Forward Flow Agreements - Similar in size to warehouse facilities with a related amount of time required to close a deal. Terms will be shorter and more like two years or less. If scaling rapidly, these arrangements can provide needed breathing room. Originators can earn revenues from a) originating loans, b) servicing loans, and c) interest income above a forward flow buyer’s required bogey (or minimum return threshold). These financing arrangements are often synonymous with later-stage companies who have more data and loan tape to underwrite against. Check out this white paper from Clifford Chance on these transactions.
Recurring-revenue Advances - The area of revenue-based financing has grown tremendously in recent years alongside the explosion in SaaS (software-as-a-service) business models. Early-stage companies with hundreds of thousands in recurring revenue can get advances ranging in size from 3-12x MRR (monthly recurring revenue). Generally speaking, terms will be for a year or less, require no warrants or dilution, and have no covenants. Check out these providers resources for more information: Lighter Capital, Stripe, Pipe, and Capchase. Also, review this analysis from Toptal on recurring revenue advances.
Venture Debt - Venture debt is an alternative to equity and has re-emerged in recent years given the challenges in raising venture capital and the overall economic environment. A venture debt transaction typically is done via a senior loan that is either secured or unsecured and is quite bespoke depending on the company, stage, characteristics, and other factors. A venture debt facility will often include warrants (also known as equity kickers) as part of the lender’s term sheet as well as amortization after an initial seasoning period lasting upwards of 6-12 months. SVB, a Division of First Citizens Bank, is one of the largest providers of venture debt. I recommend reading this piece from SVB and this white paper from Bessemer Ventures to learn more.
Loans from Family and Friends - One of the best pieces of advice I heard recently on the topic of fundraising strategy was to have an ‘institutionalized way to know who you know.’ Create a detailed map of your relationships instead of simply scanning a list of contacts and then execute an outreach strategy. This is such wise advice. In thinking about capital providers for your fintech or specfin startup, institutional investors, including private credit funds and large banks are going to be much harder to secure commitments from early on. Some of the more flexible, nimble institutional investors who are willing to invest in an unproven venture will take you more seriously at the early stages. While certain strategic investors and lenders are worth pursuing, as outlined in prior posts, one of the best, if not the best channels to consider, are your family and friends.

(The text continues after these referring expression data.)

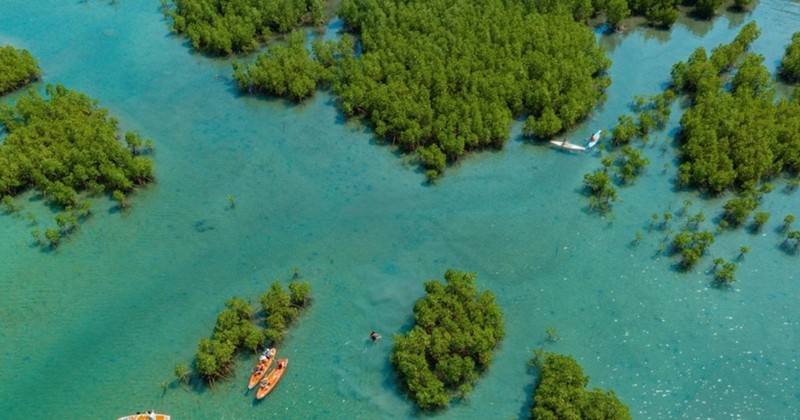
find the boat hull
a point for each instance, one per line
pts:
(254, 378)
(567, 145)
(272, 379)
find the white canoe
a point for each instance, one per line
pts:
(594, 139)
(567, 145)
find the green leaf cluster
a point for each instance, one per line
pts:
(740, 137)
(63, 146)
(233, 329)
(692, 246)
(281, 308)
(789, 69)
(236, 328)
(289, 70)
(630, 164)
(233, 26)
(737, 209)
(561, 393)
(456, 330)
(443, 78)
(600, 190)
(725, 275)
(17, 68)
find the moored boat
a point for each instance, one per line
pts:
(269, 383)
(260, 369)
(150, 415)
(566, 145)
(593, 139)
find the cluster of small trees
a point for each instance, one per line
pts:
(17, 68)
(236, 329)
(447, 77)
(600, 190)
(281, 309)
(660, 13)
(790, 64)
(456, 330)
(650, 113)
(692, 246)
(561, 392)
(237, 26)
(64, 146)
(289, 70)
(737, 138)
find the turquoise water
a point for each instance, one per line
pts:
(99, 326)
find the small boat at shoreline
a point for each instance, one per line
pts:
(150, 415)
(594, 139)
(268, 384)
(566, 145)
(260, 369)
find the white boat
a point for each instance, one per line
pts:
(593, 139)
(566, 145)
(150, 415)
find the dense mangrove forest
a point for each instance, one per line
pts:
(17, 68)
(239, 26)
(561, 392)
(456, 330)
(67, 147)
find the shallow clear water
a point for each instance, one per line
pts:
(98, 327)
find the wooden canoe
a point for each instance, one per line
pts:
(258, 374)
(146, 416)
(268, 384)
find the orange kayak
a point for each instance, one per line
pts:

While getting meetings (ideally in person) with large capital allocators can be a signal of traction, many times your highest ROI from capital markets activities in the early days will be from your personal and professional networks, as well as friends and family. I like the idea I heard recently of setting up an executive feeder fund to pool smaller commitments. Early-stage founders often make the mistake of overlooking this valuable set of relationships in their quest to pursue large, well known lenders. When thinking about your closest relationships, don’t forget mentors, sponsors from prior jobs, former managers and bosses, colleagues at previous employers, ex-classmates, old teammates, professionals in your community in the financial industry, as well as the introductions any of these individuals may be willing to offer.
The foundation of an effective capital raising process is good planning. It is essential to know what kind of capital you need and why. Understanding the relevant timing, sizing, characteristics, and trade-offs amongst these five financing options will help narrow your focus. On my ATLalts podcast and in future posts I will spend time interviewing experts about each of these options given their importance to early-stage fintech lenders and emerging specialty finance companies. In the earliest days of your organization, your time is likely going to be spent looking for deals, raising money, and building your company. Organization, clear and concise messaging, effective and succinct articulation of your value proposition, professional and consistent follow up, and a relentlessness to find lenders and investors who believe in you and your success is time well spent.